General information
- Type: Helicopter
- National origin: Belgium
- Manufacturer: Winner SCS
- Status: Production completed (2017)

= Winner B150 =

Belgian kit helicopter

The Winner B150 is a Belgian helicopter that was designed and produced by Winner SBS of Dinant. Now out of production, when it was available the aircraft was supplied complete and ready-to-fly-aircraft or as a kit for amateur construction.

==Design and development==
The B150 was designed to comply with the French CNSK rules. It features a single main rotor and tail rotor, a two-seats-in side-by-side configuration enclosed cockpit with a bubble windshield, skid landing gear and a 160 hp Solar T62T-32 turboshaft engine.

The aircraft fuselage is made from aluminum and composites. Its two-bladed rotor has a diameter of 7.67 m and a chord of 19 cm. The aircraft has a typical empty weight of 400 kg and a gross weight of 700 kg, giving a useful load of 300 kg.
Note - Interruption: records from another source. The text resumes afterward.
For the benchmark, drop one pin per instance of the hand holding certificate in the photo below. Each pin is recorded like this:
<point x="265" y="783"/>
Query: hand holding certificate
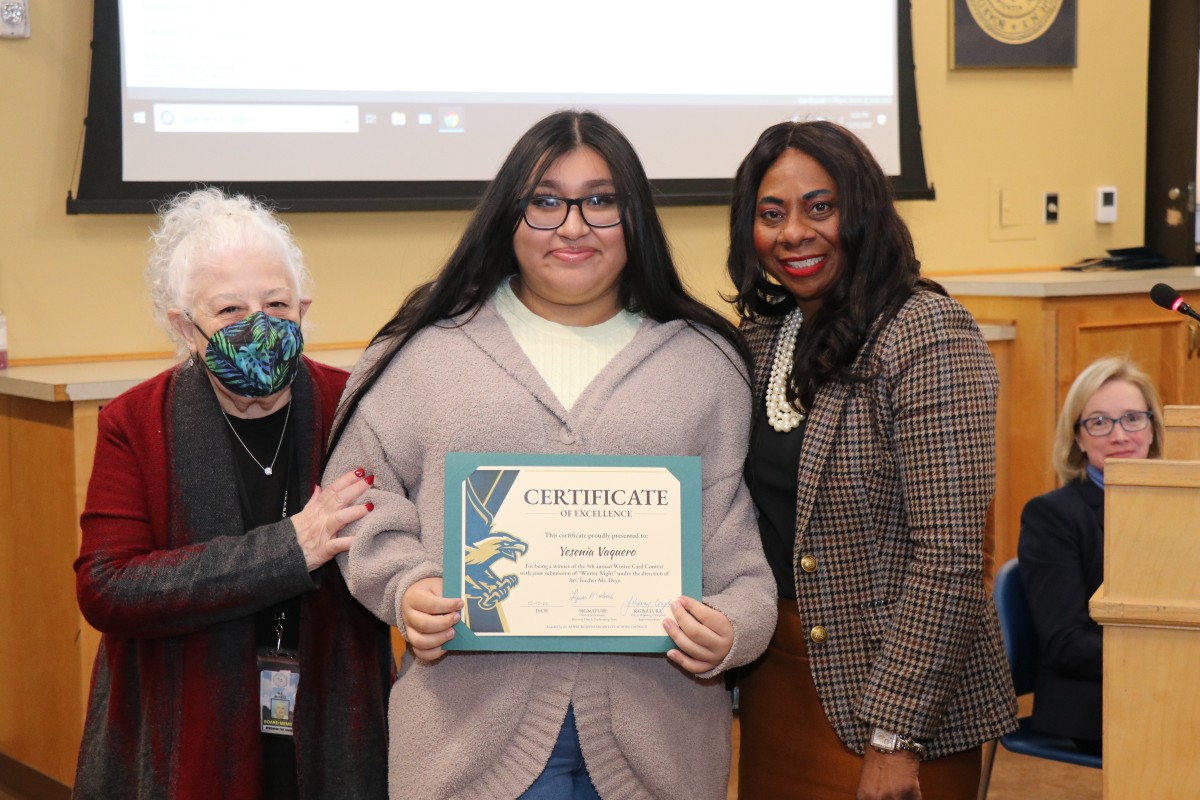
<point x="570" y="553"/>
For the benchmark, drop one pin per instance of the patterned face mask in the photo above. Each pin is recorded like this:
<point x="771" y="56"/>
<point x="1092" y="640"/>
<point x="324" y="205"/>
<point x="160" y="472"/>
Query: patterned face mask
<point x="256" y="356"/>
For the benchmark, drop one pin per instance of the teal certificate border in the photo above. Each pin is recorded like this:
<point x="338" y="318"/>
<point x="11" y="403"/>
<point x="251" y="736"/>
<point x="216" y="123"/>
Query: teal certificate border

With full fuel of 165 L the payload for the pilot, passenger and baggage is 157 kg.

Reviewer Werner Pfaendler, describes the design as providing "easy and fun flying".

Production of the B150 was suspended due to deficiencies in the Solar T62 powerplant. The company said, "it was decided to abandon the Solar T62 turbine; this second-hand power source appeared to be obsolete, difficult to find in a proper condition and with limited performance". Instead the company redesigned the airframe to accept a 200 hp piston engine as the B200 and also a 250 hp TS100 turboshaft engine as the B250.